Because .isMacos, .isLinux, etc. are custom data flags (not built-in chezmoi values), they can be overridden via chezmoi execute-template --override-data — this is how the full-render test generates all platform variants from a single machine.

Externally-Modified Files (Modify Templates)

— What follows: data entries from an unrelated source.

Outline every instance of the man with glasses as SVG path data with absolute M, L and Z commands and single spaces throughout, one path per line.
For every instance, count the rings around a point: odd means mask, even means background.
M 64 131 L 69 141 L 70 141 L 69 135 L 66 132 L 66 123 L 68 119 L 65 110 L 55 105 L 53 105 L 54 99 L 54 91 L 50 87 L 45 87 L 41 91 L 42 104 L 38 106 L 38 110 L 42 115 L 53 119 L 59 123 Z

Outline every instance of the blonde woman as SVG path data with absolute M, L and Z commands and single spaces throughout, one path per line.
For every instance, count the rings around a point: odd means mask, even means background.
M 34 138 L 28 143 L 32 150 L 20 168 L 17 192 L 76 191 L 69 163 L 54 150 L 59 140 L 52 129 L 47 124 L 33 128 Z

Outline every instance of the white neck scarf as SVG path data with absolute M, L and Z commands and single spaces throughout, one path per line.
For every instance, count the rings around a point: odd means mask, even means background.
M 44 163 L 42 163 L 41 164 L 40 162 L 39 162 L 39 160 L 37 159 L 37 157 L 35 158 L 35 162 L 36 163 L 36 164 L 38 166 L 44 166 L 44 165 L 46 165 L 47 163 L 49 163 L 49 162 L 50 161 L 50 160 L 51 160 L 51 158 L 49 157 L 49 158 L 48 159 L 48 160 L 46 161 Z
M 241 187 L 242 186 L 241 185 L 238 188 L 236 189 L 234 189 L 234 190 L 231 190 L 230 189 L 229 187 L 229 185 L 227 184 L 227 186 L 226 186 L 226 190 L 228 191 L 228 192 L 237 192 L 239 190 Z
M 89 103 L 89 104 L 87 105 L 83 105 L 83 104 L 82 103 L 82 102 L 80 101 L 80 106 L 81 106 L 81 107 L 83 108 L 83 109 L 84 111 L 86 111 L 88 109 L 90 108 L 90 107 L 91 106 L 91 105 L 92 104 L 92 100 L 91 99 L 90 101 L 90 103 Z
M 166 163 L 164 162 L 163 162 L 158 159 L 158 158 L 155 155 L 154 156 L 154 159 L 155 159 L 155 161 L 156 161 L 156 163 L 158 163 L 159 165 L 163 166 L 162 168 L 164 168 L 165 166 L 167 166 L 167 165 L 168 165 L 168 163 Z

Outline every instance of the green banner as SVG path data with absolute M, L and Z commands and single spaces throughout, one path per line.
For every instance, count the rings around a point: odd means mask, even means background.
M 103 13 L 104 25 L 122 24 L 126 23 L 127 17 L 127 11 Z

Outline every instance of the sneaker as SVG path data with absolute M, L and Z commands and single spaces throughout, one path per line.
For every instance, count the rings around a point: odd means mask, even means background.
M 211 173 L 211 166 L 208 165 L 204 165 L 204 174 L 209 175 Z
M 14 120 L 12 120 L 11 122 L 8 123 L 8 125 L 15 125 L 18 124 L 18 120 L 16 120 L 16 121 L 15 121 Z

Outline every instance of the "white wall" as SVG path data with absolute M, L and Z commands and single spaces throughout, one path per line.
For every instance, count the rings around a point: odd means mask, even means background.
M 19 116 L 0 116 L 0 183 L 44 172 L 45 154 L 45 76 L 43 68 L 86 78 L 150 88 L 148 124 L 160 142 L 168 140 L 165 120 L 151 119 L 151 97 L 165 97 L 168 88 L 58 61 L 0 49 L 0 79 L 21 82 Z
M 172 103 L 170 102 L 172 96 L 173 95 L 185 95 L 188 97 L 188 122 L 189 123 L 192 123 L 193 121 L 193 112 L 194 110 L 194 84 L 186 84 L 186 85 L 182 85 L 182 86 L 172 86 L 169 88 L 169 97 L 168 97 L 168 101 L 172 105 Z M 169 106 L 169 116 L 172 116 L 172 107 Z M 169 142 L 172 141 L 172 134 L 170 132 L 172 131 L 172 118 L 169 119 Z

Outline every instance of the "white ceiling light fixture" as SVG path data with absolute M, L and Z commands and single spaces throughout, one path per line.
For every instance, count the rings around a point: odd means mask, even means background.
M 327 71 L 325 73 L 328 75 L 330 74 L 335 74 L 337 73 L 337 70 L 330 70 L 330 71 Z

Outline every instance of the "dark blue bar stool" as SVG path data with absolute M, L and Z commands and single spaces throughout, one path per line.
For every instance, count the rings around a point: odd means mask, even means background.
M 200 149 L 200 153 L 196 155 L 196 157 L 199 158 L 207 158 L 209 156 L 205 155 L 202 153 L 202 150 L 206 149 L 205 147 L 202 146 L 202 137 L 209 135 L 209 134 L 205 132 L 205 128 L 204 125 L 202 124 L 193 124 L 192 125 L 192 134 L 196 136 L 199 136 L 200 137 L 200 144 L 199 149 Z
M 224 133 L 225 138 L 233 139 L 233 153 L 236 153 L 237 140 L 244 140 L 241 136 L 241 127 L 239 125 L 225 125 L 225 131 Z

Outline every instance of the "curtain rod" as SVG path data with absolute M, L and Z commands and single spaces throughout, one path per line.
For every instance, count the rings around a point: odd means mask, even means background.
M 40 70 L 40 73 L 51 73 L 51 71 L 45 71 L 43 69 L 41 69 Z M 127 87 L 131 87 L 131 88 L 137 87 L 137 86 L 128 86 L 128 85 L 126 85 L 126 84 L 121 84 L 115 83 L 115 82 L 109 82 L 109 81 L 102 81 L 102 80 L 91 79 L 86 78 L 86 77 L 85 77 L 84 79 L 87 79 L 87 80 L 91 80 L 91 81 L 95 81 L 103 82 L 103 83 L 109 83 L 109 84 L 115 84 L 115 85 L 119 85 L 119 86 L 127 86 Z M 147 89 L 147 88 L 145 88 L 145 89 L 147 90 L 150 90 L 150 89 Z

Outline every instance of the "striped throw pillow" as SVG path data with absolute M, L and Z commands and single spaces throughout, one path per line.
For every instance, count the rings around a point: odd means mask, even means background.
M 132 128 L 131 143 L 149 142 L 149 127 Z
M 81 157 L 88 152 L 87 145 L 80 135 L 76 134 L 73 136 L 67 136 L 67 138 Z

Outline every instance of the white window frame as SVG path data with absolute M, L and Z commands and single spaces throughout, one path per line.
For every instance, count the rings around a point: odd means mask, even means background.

Some config files are shared between chezmoi and external tools that rewrite them at runtime. For example, ~/.docker/config.json is managed by chezmoi (to set currentContext and cliPluginsExtraDirs) but Docker also rewrites it — reordering JSON keys and stripping trailing newlines. A standard chezmoi template treats the rendered output as the complete desired state, so any external rewrite causes a perpetual diff.

The Problem

Approach Outcome
Standard template (config.json.tmpl) Perpetual diff — Docker reformats the file after every apply
create_ prefix One-shot — chezmoi never updates the file once it exists
run_onchange_ script Imperative, needs jq, invisible to chezmoi diff

The Solution: modify_ with deepEqual Guard

A modify template receives the existing file contents via .chezmoi.stdin, merges in the desired keys, and uses deepEqual to decide whether to rewrite:

{{- /* chezmoi:modify-template */ -}}
{{- $config := dict -}}
{{- if ne .chezmoi.stdin "" -}}
{{-   $config = fromJson .chezmoi.stdin -}}
{{- end -}}
{{- $desired := deepCopy $config -}}
{{- $desired = set $desired "currentContext" "colima" -}}
{{- $desired = set $desired "cliPluginsExtraDirs" (list (joinPath (lookPath "brew" | dir | dir) "lib/docker/cli-plugins")) -}}
{{- if deepEqual $config $desired -}}
{{-   .chezmoi.stdin -}}
{{- else -}}
{{-   toPrettyJson "\t" $desired }}
{{ end -}}

How it works:

  • Keys already correct: deepEqual returns true → stdin is passed through verbatim (preserving the external tool's formatting). Chezmoi sees zero diff.
  • Keys missing or wrong: deepEqual returns false → file is rewritten with toPrettyJson. Subsequent runs will then pass through verbatim.
  • File doesn't exist (fresh machine): stdin is empty → template creates the file from scratch.
  • External tool adds new keys: Those keys flow into both $config and $desired via deepCopy, so they are preserved.

When to Use

Use a modify template when:

  • Chezmoi needs to ensure specific keys in a file that external tools also modify
  • The external tool reformats the file (key reordering, whitespace changes)
  • You want chezmoi diff and chezmoi status visibility into the file's state

Do not use modify templates for files that chezmoi fully owns — a standard template is simpler and sufficient.